Quelles sont les mesures simples et immédiates, qui ne coûteraient rien à l'État et qui rendraient service aux agriculteurs ? Tel était le sujet proposé par le groupe de recherche sur la santé et l'environnement 
“Oui à l'innovation”, porté par Pascal Perri. Pour traiter le sujet, l'économiste a invité Éric Thirouin, agriculteur et président de l'AGPB, et Yves Fantou, président de Culture Viande.

"C'est la première fois que je vois à ce point l'agriculture française en difficulté de toute ma carrière. Alors oui je comprends la colère des agriculteurs. Une colère partiellement traitée avec des mesures promises qui devaient être portées par la loi d'orientation mais son parcours législatif a été stoppé par la dissolution. Elle devrait faire son retour au Sénat à partir du 14 janvier sous réserve que le gouvernement actuel ne soit pas renversé. Ce texte qui avait déjà passé l'étape de l'Assemblée nationale plaçait l'agriculture au rang d'intérêt général majeur et devait faciliter la construction des bâtiments d'élevage ou de réserves d'eau", explique Philippe Pavard, directeur de la rédaction du partenaire La France agricole.

À côté de cela une proposition de loi, complémentaire à la loi d'orientation agricole, vient d'être déposée le 1er novembre par les sénateurs Laurent Duplomb et Franck Menonville qui veut libérer la production agricole des entraves normatives, principalement environnementales. Dans cette proposition, les sénateurs entendent réautoriser les néonicotinoïdes. Cette loi donnerait aussi la possibilité au ministère de l'Agriculture de suspendre une décision de l'Anses en matière d'homologation des produits phytosanitaires. Pour Éric Thirouin, ces mesures donneront satisfaction si cela va au bout évidemment : " les mesures poussées par les deux sénateurs rassemblent tous les points qui ne coûteraient rien à l'État. Ce sont des simplifications qui pourraient libérer notre capacité d'entreprendre ".

34 mesures sans passer par la loi

Le président de l'AGPB rappelle avoir transmis à la ministre de l'Agriculture 34 mesures pour faciliter le travail des agriculteurs, et qui n'ont pas besoin de passer par la loi. " Ce sont des décrets, des arrêtés ministériels que la ministre pourrait prendre rapidement : par exemple, la suspension du programme d'action nitrates. Aujourd'hui, nous sommes perdus sur la catégorie de fertilisants et les calendriers d'épandage ".

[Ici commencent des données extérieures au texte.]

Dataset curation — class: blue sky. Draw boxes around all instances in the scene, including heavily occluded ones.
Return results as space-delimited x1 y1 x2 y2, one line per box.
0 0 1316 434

Parmi les mesures proposées, l'une concerne la Pac et la manière dont elle se décline en France : " on demande aux agriculteurs de s'adapter au changement climatique mais l'évolution de leurs pratiques n'est pas prise en compte ", ajoute Éric Thirouin qui donne l'exemple de l'orge de printemps qui peut être semée en automne plutôt qu'en février pour essayer de s'adapter aux évolutions du climat. " L'administration française a décidé seule que le printemps démarrait au 1er janvier. Donc une orge de printemps semée avant le 31 décembre devient une orge d'hiver ".

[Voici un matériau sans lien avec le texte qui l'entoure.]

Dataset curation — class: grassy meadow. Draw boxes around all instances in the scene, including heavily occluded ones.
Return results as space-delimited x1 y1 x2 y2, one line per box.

Cette décision remet en question la diversité des cultures sur une exploitation et peut entraîner une perte de points pour l'agriculteur. " Pour simplifier le contrôle et le travail de l'administration, on se retrouve dans une absurdité où on ne peut pas adapter nos décisions en fonction du climat. C'est juste un problème de contrôle ".

Prioriser certaines homologations de phytos

Une autre mesure simple sans engagement de l'argent public concerne le sujet des phytos et l'Anses. " Nous proposons que l'Anses puisse prioriser l'homologation des solutions concernées quand il y a des impasses techniques. Un décret suffirait pour que cela se mette en place ".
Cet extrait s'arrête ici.